I am trying to get the root node of a PHP DOM Document. This is usually done by doing something like this:
$doc->documentElement;
However, trying this on a HTML string that contains a doctype:
<!DOCTYPE html PUBLIC "-//W3C//DTD XHTML 1.0 Transitional//EN" "http://www.w3.org/TR/xhtml1/DTD/xhtml1-transitional.dtd"> <html xmlns="http://www.w3.org/1999/xhtml">...
and that is loaded into a DOM Document object like so:
$doc = new DOMDocument();
$doc->loadHTML($html);
returns the root node as the html
tag and not the doctype tag!
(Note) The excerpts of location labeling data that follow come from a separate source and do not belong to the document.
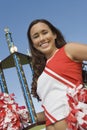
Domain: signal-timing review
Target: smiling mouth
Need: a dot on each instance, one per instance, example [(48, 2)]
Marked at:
[(44, 44)]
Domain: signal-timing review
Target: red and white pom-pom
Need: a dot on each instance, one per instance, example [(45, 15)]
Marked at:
[(77, 118), (12, 117)]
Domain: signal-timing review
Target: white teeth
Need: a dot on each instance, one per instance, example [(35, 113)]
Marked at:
[(44, 44)]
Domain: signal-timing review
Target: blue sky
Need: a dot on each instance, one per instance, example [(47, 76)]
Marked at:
[(70, 16)]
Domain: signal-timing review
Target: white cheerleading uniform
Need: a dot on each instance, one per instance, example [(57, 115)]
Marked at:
[(62, 99)]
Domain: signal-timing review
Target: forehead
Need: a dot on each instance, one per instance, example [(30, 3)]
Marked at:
[(39, 27)]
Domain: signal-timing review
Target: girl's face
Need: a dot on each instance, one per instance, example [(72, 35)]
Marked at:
[(43, 39)]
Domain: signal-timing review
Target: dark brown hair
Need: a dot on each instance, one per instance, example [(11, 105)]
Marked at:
[(38, 59)]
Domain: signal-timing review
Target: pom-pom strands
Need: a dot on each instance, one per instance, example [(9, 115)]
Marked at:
[(12, 116), (77, 118)]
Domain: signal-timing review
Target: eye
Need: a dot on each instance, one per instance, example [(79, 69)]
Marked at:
[(44, 32), (35, 36)]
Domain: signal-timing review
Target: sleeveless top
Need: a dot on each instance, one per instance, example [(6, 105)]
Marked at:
[(61, 64), (59, 78)]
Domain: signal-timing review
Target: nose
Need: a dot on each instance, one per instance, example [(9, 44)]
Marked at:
[(41, 37)]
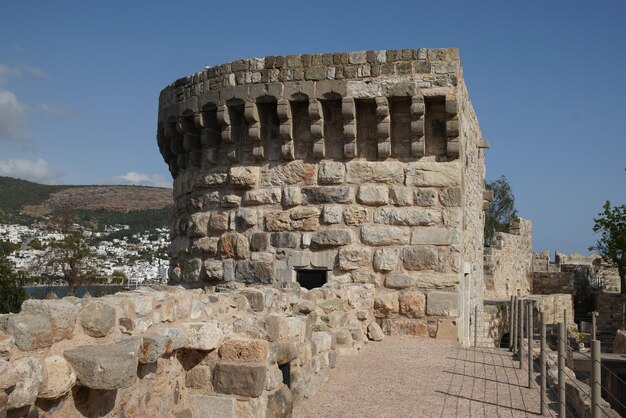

I am guessing this because of the weird characters <!
- is there anyway to return the root node correctly?
Doctype isn't the root node, html
is. The doctype is simply the doctype declaration that tells the browser what the rest of the file is.
Maybe you can use DOMDocument::doctype ? ($doc -> doctype
)
the DOCTYPE
is not actually a node, and it certainly isn't the root node. Try $doc->doctype
.
I ran into this problem some time ago and it was because I actually didn't want the DOCTYPE
in there at all. I was using code snippets and was having a hard time getting the returned values to be untainted with DOCTYPE
and HTML tags added when there shouldn't be.
I am going to present an answer not in here yet just in case your having the same problem I had. My solution actually prevents the adding of any DOCTYPE
elements if you have a newer version of php. I believe it's a minimum of PHP v5.4 and up and also LibXML v2.7.8 minimum. If you have both of these versions up to date then its as simple as adding a constant flag to the method call of the DOMDocument object's loadHTML implementation. The constant is LIBXML_HTML_NODEFDTD
and it is used like this....
$doc = new DOMDocument();
$doc->loadHTML($someContentString, LIBXML_HTML_NODEFDTD);
This way there is no additional parsing needed at all and you can go about your life without this DOCTYPE
problem... unless you needed the DOCTYPE
tag in which case my answer and let someone else find it through Google :)